Et elle lui expliqua qu’avant de devenir l’assistante de Lucien, elle avait beaucoup voyagé, et qu’elle pouvait parler une dizaine de langues, entre autre. Au départ, Laelie ne comprenait pas où elle voulait en venir, mais elle eut finalement sa réponse quand Mallory ajouta :
- Je pense, enfin je suppose que vous êtes très effrayée. C’est normal, après tout ici la magie est vue comme contre nature. Je suis sûre que quand vous avez découvert vos pouvoirs, vous avez eu l’impression que le monde s’écroulait. Mais ce n’est pas le cas. Peut être qu'Oriandale s’est retournée contre vous, mais n’oubliez pas que le monde est bien plus vaste que ce que vous vous imaginez. Vous avez déjà entendu parler de Tajolian je présume ? Un royaume où la capacité de manipuler la nature est considérée comme un don, une bénédiction. C’est aussi le royaume avec le taux de criminalité, de mortalité et de pauvreté le plus bas du continent. Avec Sophellia. J’y suis déjà allée brièvement. Ils sont… des gens, des humains, normaux. Alors je voulais juste dire… ne vous définissez pas avec les opinions de gens qui ne vous connaissent pas.
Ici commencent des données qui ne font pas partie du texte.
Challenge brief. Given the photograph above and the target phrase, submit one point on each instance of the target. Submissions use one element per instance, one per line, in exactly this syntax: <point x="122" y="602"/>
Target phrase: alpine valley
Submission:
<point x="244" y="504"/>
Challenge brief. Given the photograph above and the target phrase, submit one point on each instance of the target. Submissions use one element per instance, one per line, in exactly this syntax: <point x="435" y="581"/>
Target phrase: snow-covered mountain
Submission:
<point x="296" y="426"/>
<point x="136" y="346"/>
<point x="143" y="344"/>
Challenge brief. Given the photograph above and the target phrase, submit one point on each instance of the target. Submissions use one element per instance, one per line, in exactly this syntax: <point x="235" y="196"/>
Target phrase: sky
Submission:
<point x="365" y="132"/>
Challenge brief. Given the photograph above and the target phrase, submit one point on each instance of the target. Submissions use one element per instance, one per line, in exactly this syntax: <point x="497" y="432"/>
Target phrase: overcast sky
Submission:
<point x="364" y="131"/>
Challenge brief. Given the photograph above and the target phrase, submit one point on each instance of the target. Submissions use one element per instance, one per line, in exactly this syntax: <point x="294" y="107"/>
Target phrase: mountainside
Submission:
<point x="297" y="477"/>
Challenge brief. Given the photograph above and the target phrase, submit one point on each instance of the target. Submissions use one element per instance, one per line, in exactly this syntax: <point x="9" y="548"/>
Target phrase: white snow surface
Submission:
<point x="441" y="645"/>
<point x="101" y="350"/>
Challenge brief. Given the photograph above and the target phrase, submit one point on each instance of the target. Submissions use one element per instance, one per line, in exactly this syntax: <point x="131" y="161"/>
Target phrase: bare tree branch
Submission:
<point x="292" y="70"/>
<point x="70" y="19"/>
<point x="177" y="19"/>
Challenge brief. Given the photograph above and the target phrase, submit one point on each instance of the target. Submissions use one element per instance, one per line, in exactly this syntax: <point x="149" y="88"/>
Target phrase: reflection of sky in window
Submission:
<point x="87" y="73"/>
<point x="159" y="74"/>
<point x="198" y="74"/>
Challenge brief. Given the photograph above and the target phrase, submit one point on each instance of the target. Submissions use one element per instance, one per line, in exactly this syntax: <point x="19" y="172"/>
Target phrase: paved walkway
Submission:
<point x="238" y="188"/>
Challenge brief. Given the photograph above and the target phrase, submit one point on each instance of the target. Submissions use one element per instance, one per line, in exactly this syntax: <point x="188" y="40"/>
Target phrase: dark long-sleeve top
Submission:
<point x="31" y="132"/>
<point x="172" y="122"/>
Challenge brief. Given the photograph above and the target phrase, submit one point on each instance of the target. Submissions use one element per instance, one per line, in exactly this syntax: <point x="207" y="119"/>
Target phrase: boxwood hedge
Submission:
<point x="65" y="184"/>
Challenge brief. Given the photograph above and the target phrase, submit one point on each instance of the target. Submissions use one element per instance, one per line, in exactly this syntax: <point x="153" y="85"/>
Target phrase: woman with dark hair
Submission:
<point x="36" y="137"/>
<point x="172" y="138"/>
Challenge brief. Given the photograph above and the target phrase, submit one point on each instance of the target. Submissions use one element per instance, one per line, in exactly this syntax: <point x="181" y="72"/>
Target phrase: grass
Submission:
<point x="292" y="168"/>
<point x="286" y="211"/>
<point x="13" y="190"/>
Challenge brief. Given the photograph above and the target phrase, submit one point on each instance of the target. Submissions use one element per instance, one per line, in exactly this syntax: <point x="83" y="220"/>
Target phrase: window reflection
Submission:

Laelie hocha la tête. Ce que Mallory disait n’était pas complètement dénué de sens. La jeune fille commençait à voir une petite lueur d’espoir. Elle n’était pas quelqu’un de terrible, elle n’était pas un monstre parce qu’elle avait de la magie. C’était quelque chose qu’elle pouvait accepter. Parce que c’était la vérité.
Laelie jeta un coup d’oeil à la ceinture d’Arel et remarqua qu’il avait plus de dagues qu’avant. Et elle fut frappée en réalisant qu’elle n’était pas effrayée. Il était plus grand, plus fort et plus expérimenté au combat. Pourtant elle n’avait pas peur. Parce qu’elle était persuadée qu’il n’utiliserait jamais cela à des fins malveillantes. Et elle pouvait faire pareil, si elle apprenait à maîtriser cette force qui lui avait fait briser les vitraux.
- Lucien est vraiment quelqu’un d’étrange, dit-elle sans trop réfléchir.
- Lucien est… sa propre créature, répondit Arel en fronçant les sourcils.
Après plusieurs secondes de silence, il demanda :
- Tu penses que c’est une mauvaise chose, qu’il soit “étrange” ?
Le jeune homme arrêta les chevaux pour la fixer droit dans les yeux et elle savait qu’ils ne parlaient plus vraiment de Lucien quand elle répondit :
- Non, je pense que c’est ce qui le rend unique.
- C’est aussi mon avis.
Il tourna aussitôt la tête mais elle put distinguer l’ombre d’un sourire sur le visage du mercenaire.